Father William Marrevee, s.c.j.

1 st Sunday Lent A

The “décor features proper to Lent are in place: the ashes, the burlap, the cross, the purple banners, the music for Lent, the summons to prayer, to fasting, to almsgiving.

A seasonal change of scenery?

There is more to it. In the Christian tradition they evoke the desert that we are summoned to enter. The desert – the wilderness not as a geographical place, but as an image of the place where decisions are made concerning vocation and basic orientation of life, a place where allegiances are sorted out, a place where temptations are being faced.

And part of the Christian tradition is the conviction that those who are serious about seeking their true identity and freedom, those who are serious about their identity as people of God, they cannot avoid having to enter such a place; they have to realize that true freedom, true identity is not obtained without a struggle.
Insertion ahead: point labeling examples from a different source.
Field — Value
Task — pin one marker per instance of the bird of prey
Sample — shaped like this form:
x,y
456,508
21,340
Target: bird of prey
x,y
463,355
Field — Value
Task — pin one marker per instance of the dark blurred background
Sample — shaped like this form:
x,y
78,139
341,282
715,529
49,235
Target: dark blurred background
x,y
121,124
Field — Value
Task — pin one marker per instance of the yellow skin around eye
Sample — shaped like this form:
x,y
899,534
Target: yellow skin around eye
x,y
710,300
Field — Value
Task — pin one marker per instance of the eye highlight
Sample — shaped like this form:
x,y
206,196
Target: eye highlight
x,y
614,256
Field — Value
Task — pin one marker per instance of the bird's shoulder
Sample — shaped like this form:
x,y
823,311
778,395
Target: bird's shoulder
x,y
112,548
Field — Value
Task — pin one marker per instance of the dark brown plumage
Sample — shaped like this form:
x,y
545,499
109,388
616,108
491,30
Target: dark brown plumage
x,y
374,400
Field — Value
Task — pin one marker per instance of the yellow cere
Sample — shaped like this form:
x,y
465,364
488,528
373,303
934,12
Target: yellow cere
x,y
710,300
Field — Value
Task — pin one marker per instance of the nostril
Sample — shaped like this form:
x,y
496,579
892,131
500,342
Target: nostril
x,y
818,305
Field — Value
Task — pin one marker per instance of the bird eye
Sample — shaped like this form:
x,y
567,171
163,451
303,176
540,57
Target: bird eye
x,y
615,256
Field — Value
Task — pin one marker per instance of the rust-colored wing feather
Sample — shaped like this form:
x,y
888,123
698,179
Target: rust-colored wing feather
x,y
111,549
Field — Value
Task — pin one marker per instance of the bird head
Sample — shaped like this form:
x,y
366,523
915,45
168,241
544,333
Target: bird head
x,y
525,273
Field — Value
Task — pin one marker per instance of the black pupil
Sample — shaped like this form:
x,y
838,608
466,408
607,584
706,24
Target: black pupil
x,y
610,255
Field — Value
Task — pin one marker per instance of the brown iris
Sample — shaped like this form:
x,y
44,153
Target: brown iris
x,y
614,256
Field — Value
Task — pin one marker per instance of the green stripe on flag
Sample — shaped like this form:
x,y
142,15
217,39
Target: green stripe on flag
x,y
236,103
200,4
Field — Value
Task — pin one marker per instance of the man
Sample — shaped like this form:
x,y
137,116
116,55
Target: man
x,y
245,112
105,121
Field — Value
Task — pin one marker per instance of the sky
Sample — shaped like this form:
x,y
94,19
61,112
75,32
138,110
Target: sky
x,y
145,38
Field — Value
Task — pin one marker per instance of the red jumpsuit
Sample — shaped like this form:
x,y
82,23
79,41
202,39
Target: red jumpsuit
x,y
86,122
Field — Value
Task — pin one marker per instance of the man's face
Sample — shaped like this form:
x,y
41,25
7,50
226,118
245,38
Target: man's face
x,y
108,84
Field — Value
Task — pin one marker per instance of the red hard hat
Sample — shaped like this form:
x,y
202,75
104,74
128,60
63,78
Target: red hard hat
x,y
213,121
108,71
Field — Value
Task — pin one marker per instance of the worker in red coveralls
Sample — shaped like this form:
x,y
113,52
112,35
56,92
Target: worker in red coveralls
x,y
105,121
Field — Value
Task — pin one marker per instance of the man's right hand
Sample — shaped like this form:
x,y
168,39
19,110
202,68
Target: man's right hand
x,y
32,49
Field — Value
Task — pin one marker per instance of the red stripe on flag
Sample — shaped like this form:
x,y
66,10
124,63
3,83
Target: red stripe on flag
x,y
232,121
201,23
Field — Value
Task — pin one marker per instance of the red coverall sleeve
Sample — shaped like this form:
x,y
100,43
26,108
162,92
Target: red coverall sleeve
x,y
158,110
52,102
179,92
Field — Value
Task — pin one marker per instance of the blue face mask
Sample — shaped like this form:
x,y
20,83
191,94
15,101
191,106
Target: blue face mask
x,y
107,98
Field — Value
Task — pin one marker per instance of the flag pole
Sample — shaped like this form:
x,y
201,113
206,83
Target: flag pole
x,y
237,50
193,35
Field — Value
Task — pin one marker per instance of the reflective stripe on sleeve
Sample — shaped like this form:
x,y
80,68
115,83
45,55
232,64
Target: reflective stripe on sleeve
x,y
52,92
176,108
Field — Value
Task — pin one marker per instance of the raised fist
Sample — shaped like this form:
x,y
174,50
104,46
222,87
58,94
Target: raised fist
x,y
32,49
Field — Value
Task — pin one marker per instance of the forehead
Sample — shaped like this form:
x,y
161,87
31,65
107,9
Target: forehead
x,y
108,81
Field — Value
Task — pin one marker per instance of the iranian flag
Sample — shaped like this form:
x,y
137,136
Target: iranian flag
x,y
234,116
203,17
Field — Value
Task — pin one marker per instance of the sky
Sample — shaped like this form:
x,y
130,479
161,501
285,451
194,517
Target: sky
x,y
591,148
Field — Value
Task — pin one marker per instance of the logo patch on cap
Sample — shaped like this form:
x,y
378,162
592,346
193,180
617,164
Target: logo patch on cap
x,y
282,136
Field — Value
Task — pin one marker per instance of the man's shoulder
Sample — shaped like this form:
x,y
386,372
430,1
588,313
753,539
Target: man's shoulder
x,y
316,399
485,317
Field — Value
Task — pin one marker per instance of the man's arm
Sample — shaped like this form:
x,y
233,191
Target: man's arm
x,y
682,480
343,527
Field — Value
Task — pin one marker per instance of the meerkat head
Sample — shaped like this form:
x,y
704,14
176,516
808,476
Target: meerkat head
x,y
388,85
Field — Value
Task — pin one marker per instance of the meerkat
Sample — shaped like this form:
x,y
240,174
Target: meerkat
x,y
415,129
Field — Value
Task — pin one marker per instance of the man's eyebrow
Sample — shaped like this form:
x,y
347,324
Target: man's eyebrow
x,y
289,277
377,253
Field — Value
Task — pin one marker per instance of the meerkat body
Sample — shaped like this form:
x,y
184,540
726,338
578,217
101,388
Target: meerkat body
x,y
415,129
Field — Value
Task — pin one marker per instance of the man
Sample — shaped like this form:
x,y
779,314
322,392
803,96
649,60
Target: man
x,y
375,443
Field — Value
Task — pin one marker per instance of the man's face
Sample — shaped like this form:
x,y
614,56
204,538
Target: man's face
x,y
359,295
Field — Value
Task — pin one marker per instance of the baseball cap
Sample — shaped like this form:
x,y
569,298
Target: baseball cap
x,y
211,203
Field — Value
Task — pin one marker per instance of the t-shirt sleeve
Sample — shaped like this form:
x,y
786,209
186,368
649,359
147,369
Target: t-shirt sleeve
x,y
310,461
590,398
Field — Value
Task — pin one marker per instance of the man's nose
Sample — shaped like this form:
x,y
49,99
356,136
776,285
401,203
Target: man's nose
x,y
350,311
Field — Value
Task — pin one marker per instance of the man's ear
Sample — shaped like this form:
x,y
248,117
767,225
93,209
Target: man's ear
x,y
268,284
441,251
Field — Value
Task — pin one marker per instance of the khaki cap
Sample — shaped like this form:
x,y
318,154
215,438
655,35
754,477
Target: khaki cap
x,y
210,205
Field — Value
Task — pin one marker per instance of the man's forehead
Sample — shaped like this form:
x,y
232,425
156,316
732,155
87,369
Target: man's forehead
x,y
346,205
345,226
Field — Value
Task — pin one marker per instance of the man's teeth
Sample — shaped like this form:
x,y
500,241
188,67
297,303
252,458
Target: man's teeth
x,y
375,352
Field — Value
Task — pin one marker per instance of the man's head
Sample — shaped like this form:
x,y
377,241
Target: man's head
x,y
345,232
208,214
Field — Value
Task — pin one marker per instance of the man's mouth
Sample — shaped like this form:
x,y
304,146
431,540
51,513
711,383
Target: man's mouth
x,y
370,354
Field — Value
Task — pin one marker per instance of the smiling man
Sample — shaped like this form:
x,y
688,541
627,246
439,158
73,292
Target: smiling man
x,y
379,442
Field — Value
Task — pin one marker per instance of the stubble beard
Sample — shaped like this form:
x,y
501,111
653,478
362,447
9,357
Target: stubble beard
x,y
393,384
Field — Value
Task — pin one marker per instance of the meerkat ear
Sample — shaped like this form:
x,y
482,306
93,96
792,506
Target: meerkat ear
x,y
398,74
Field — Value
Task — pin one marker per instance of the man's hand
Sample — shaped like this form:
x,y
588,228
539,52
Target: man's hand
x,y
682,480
True allegiance and obedience to God do not come naturally; there are powers at work that will do their best to detract us from such allegiance and obedience.

The Christian tradition knows of no exception to this. Not even Jesus as the Son of God, filled with the Holy Spirit, is exempted from this. Hence, today’s Gospel passage: Jesus too had to struggle to remain faithful to God’s will. The tempter tried to have Jesus break faith with God, his Father. But Jesus resists that temptation, and because of that he is the supreme agent of God in our world.

It would be rather presumptuous on our part to think that as disciples of Jesus we can get by without such a desert – wilderness experience. The church’s 40-day Lenten period reminds us of that: we too will have to struggle to confront our demons. Obedience, allegiance to God does not come naturally; it implies choices and conflict.

The story of Adam and Even being tempted (1 st reading) and of being tempted (Gospel) are not simply stories that took place a long time ago; they are stories that still take place in us. It is the clash between two kingdoms: that of God and that of false gods. It really is a battle between loyalties, allegiances. The Lenten season is given to us as a grace-filled opportunity to sort out where we share in Jesus’ resistance to the tempter and where the tempter still has a good grip on us. Christ may have grown on us, but there may still be a fair bit of the failing Adam and Even in us as well. The point of the Lenten season is to be liberated from the grip that the tempter and the false gods still have on us. Or to put it another way: how much has our being baptized in Jesus’ name really taken?